In two parts, NPR's City Project examines Austin's premier mixed-use urban village built on the 700-acre site of the former Robert Mueller Municipal Airport which relocated in 1999. Part 2 is about racial tensions that have surfaced in the community.
"Mueller is an award-winning master planned and designed community, [built] in accordance with new urbanist principles," according to its website. And it has won a lot of awards, from protected bike lanes to sustainability to landscape architecture.
Construction began in Austin's "new urbanist enclave," as John Burnett, NPR's southwest correspondent, refers to it, in 2007. In Part 1, and archived in NPR Cities Project, Burnett does an excellent job of describing the design of the mixed-income, mixed-use community.
"But what happens when one of Austin's most progressive, welcoming neighborhoods experiences racial incidents involving some of its own African-American residents who don't feel so welcome?" he asks.
Burnett describes several incidents that showed that residents were suspicious of the presence of African Americans in the community, who turned out to be residents. The close-knit community, helped by the physical design of the community itself, recognized there was a problem and acted.

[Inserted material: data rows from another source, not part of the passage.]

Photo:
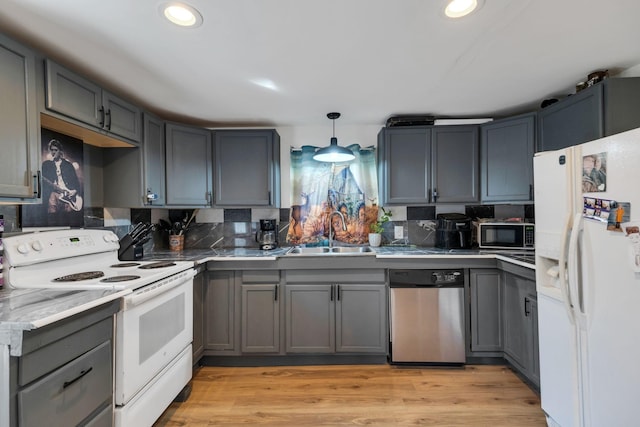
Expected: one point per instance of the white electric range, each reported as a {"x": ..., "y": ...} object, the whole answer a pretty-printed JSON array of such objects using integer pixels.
[{"x": 153, "y": 329}]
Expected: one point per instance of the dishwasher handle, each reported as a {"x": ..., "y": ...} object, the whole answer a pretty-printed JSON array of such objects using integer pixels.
[{"x": 419, "y": 285}]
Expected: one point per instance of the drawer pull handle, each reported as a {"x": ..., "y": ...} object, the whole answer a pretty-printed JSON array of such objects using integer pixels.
[{"x": 82, "y": 374}]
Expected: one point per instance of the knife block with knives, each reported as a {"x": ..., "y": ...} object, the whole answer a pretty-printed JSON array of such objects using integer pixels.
[{"x": 131, "y": 244}]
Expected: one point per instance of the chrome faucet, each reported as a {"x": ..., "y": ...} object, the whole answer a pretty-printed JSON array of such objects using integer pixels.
[{"x": 344, "y": 226}]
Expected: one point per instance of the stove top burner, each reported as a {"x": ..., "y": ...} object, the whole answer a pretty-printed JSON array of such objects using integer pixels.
[
  {"x": 76, "y": 277},
  {"x": 159, "y": 264},
  {"x": 123, "y": 278}
]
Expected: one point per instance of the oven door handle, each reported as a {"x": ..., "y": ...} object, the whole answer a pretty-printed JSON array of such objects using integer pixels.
[{"x": 149, "y": 292}]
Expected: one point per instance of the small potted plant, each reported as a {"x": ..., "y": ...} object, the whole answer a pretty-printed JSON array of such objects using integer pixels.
[{"x": 375, "y": 237}]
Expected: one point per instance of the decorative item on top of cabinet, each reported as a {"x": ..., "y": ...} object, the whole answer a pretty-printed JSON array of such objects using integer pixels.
[
  {"x": 428, "y": 164},
  {"x": 74, "y": 96},
  {"x": 507, "y": 147},
  {"x": 19, "y": 128},
  {"x": 246, "y": 168}
]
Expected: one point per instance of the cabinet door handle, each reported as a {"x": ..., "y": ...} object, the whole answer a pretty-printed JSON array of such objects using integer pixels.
[
  {"x": 37, "y": 185},
  {"x": 108, "y": 124},
  {"x": 82, "y": 374}
]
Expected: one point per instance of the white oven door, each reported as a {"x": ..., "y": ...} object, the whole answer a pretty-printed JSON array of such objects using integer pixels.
[{"x": 154, "y": 326}]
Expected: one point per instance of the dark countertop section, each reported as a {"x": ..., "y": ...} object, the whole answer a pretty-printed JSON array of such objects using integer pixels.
[{"x": 201, "y": 256}]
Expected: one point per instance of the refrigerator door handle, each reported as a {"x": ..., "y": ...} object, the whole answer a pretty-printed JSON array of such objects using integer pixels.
[
  {"x": 574, "y": 267},
  {"x": 562, "y": 269}
]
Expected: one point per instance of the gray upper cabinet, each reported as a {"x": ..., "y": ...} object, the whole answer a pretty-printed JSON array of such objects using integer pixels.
[
  {"x": 19, "y": 125},
  {"x": 455, "y": 164},
  {"x": 189, "y": 165},
  {"x": 438, "y": 164},
  {"x": 153, "y": 151},
  {"x": 246, "y": 168},
  {"x": 404, "y": 165},
  {"x": 74, "y": 96},
  {"x": 507, "y": 147},
  {"x": 604, "y": 109},
  {"x": 135, "y": 177}
]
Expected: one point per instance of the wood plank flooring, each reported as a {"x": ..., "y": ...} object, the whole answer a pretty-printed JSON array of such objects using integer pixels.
[{"x": 373, "y": 395}]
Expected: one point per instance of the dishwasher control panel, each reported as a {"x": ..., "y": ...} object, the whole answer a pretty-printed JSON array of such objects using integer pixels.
[{"x": 411, "y": 278}]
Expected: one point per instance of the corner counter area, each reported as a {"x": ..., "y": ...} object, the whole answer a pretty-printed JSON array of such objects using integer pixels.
[{"x": 48, "y": 340}]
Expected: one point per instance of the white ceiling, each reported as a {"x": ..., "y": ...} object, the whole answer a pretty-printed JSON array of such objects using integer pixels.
[{"x": 368, "y": 59}]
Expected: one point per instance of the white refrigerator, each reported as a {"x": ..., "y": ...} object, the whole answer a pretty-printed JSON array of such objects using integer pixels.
[{"x": 588, "y": 282}]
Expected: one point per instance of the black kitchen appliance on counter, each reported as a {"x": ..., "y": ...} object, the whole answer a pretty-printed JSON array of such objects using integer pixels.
[
  {"x": 131, "y": 244},
  {"x": 267, "y": 234},
  {"x": 454, "y": 231}
]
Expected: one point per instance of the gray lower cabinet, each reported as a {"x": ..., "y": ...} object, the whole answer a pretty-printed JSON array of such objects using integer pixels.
[
  {"x": 607, "y": 108},
  {"x": 199, "y": 282},
  {"x": 189, "y": 163},
  {"x": 260, "y": 311},
  {"x": 260, "y": 318},
  {"x": 507, "y": 147},
  {"x": 19, "y": 124},
  {"x": 246, "y": 168},
  {"x": 332, "y": 312},
  {"x": 485, "y": 313},
  {"x": 431, "y": 164},
  {"x": 74, "y": 96},
  {"x": 59, "y": 364},
  {"x": 520, "y": 324},
  {"x": 221, "y": 336}
]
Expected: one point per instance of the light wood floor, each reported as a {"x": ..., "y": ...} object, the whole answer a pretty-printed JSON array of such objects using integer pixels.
[{"x": 374, "y": 395}]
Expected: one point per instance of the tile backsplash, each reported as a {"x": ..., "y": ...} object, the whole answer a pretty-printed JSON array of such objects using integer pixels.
[{"x": 227, "y": 228}]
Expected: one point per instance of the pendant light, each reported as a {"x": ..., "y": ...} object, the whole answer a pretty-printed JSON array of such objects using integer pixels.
[{"x": 334, "y": 153}]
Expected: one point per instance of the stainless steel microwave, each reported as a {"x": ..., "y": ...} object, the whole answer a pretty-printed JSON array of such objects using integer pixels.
[{"x": 506, "y": 235}]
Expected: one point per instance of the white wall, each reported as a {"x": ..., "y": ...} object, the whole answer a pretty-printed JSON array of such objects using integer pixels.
[{"x": 319, "y": 136}]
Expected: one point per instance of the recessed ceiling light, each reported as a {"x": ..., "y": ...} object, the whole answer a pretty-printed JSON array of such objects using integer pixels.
[
  {"x": 181, "y": 14},
  {"x": 265, "y": 83},
  {"x": 460, "y": 8}
]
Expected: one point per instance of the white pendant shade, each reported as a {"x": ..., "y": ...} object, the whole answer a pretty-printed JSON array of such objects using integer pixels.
[{"x": 334, "y": 153}]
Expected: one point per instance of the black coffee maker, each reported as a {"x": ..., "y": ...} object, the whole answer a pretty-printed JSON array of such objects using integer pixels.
[
  {"x": 267, "y": 235},
  {"x": 453, "y": 231}
]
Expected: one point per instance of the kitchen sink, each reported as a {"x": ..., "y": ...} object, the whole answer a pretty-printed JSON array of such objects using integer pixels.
[{"x": 337, "y": 250}]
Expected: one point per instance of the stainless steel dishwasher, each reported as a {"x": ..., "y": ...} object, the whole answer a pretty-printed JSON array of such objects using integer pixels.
[{"x": 427, "y": 316}]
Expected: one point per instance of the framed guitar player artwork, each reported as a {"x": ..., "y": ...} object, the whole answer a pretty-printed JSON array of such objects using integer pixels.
[{"x": 62, "y": 183}]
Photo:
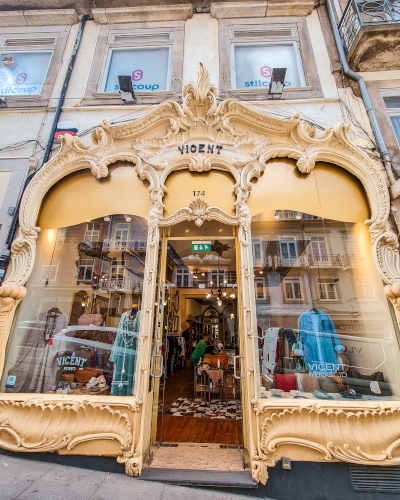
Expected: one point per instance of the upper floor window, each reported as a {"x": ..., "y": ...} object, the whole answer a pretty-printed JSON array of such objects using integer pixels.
[
  {"x": 392, "y": 104},
  {"x": 24, "y": 63},
  {"x": 92, "y": 231},
  {"x": 256, "y": 52},
  {"x": 146, "y": 57},
  {"x": 288, "y": 248},
  {"x": 121, "y": 231}
]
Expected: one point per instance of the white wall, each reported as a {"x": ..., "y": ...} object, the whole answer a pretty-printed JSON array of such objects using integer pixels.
[
  {"x": 327, "y": 80},
  {"x": 201, "y": 46}
]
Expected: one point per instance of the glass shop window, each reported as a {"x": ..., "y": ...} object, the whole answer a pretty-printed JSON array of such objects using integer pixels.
[
  {"x": 23, "y": 73},
  {"x": 50, "y": 269},
  {"x": 121, "y": 232},
  {"x": 326, "y": 331},
  {"x": 85, "y": 270},
  {"x": 292, "y": 289},
  {"x": 253, "y": 64},
  {"x": 77, "y": 332},
  {"x": 327, "y": 288},
  {"x": 149, "y": 68}
]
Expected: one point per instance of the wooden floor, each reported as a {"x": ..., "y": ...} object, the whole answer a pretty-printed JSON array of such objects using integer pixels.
[{"x": 173, "y": 429}]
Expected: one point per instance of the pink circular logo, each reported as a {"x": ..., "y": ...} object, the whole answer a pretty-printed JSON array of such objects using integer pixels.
[
  {"x": 266, "y": 71},
  {"x": 21, "y": 78},
  {"x": 137, "y": 75}
]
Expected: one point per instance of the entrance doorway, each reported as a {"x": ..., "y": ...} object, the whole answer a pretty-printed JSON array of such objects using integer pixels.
[{"x": 197, "y": 370}]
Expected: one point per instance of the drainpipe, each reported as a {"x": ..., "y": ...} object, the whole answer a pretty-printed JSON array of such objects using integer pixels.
[
  {"x": 5, "y": 256},
  {"x": 364, "y": 94}
]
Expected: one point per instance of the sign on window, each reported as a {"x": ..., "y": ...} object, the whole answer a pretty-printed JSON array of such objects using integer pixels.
[
  {"x": 254, "y": 65},
  {"x": 201, "y": 246},
  {"x": 23, "y": 73},
  {"x": 148, "y": 69}
]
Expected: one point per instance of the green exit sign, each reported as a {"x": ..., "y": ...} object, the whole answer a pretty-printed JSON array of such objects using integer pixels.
[{"x": 201, "y": 246}]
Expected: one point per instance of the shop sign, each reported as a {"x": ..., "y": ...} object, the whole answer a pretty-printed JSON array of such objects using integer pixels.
[
  {"x": 200, "y": 148},
  {"x": 201, "y": 246}
]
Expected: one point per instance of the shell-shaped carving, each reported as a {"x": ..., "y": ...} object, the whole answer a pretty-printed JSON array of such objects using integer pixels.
[
  {"x": 40, "y": 426},
  {"x": 338, "y": 433}
]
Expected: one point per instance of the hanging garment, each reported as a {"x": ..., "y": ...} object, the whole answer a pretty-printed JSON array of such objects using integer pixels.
[
  {"x": 320, "y": 343},
  {"x": 29, "y": 367},
  {"x": 123, "y": 355},
  {"x": 285, "y": 382}
]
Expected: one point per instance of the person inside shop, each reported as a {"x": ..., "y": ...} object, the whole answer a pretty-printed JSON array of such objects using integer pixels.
[{"x": 200, "y": 349}]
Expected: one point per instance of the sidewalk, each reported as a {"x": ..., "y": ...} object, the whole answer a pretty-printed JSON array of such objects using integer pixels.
[{"x": 33, "y": 480}]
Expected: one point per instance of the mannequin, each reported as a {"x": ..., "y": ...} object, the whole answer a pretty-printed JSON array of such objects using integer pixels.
[
  {"x": 321, "y": 343},
  {"x": 123, "y": 353}
]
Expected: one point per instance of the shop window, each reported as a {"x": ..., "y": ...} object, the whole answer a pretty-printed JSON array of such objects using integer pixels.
[
  {"x": 83, "y": 324},
  {"x": 85, "y": 270},
  {"x": 365, "y": 290},
  {"x": 252, "y": 64},
  {"x": 319, "y": 341},
  {"x": 327, "y": 288},
  {"x": 257, "y": 251},
  {"x": 146, "y": 57},
  {"x": 292, "y": 288},
  {"x": 50, "y": 270},
  {"x": 23, "y": 73},
  {"x": 92, "y": 231}
]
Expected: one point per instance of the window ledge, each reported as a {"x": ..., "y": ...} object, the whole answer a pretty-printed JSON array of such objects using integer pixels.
[
  {"x": 116, "y": 95},
  {"x": 265, "y": 91}
]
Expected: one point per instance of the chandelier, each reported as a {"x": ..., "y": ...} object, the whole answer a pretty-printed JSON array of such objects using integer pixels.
[{"x": 220, "y": 292}]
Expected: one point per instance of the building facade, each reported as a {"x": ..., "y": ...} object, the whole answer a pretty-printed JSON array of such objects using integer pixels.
[{"x": 204, "y": 207}]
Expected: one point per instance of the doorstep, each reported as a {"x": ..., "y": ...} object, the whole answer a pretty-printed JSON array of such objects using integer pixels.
[{"x": 185, "y": 477}]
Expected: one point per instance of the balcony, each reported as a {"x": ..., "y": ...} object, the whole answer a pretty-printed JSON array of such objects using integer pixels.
[
  {"x": 370, "y": 32},
  {"x": 125, "y": 245},
  {"x": 353, "y": 260},
  {"x": 121, "y": 285}
]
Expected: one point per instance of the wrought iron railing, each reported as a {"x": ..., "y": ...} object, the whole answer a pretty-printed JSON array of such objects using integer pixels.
[{"x": 366, "y": 13}]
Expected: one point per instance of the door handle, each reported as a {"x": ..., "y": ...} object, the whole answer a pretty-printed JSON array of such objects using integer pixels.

Taken together, the incidents convinced some Mueller residents that they needed to open a frank dialogue about race in their community. Two neighborhood meetings have followed. NPR was invited to the latest one, in early December.
"By and large, there was a collective sense of both outrage, shock and honest, sincere sadness," says James Nortey, 28, a black attorney in Austin and president of the Mueller Neighborhood Association.
A broader issue is the state of race relations in the state's capital, Austin, population 885,400. "A University of Texas report on U.S. Census data reveals that Austin is the only large, fast-growing city in America with a declining black population," writes Burnett.
From 2000 to 2010, Austin's general population jumped 20 percent, but the number of African-Americans shrank by 5 percent. Among the reasons given in the study: high property taxes, bad relations with police and disparities in public schools.
That's not to say that Austin is not completely lacking in racially diversity. Although Austin-Round Rock was rated #30 by the US2010 Project at Brown University, according to The Wall Street Journal (and posted here in Sept., 2012), the Hispanic share of its population was 31.4 percent.
Burnett ends his piece on an optimistic note. Referencing the racial strife that has erupted due after the Ferguson, Mo., shooting last August and the resulting calls for a national dialog on race, he writes that in Mueller, "that conversation is already quietly taking place."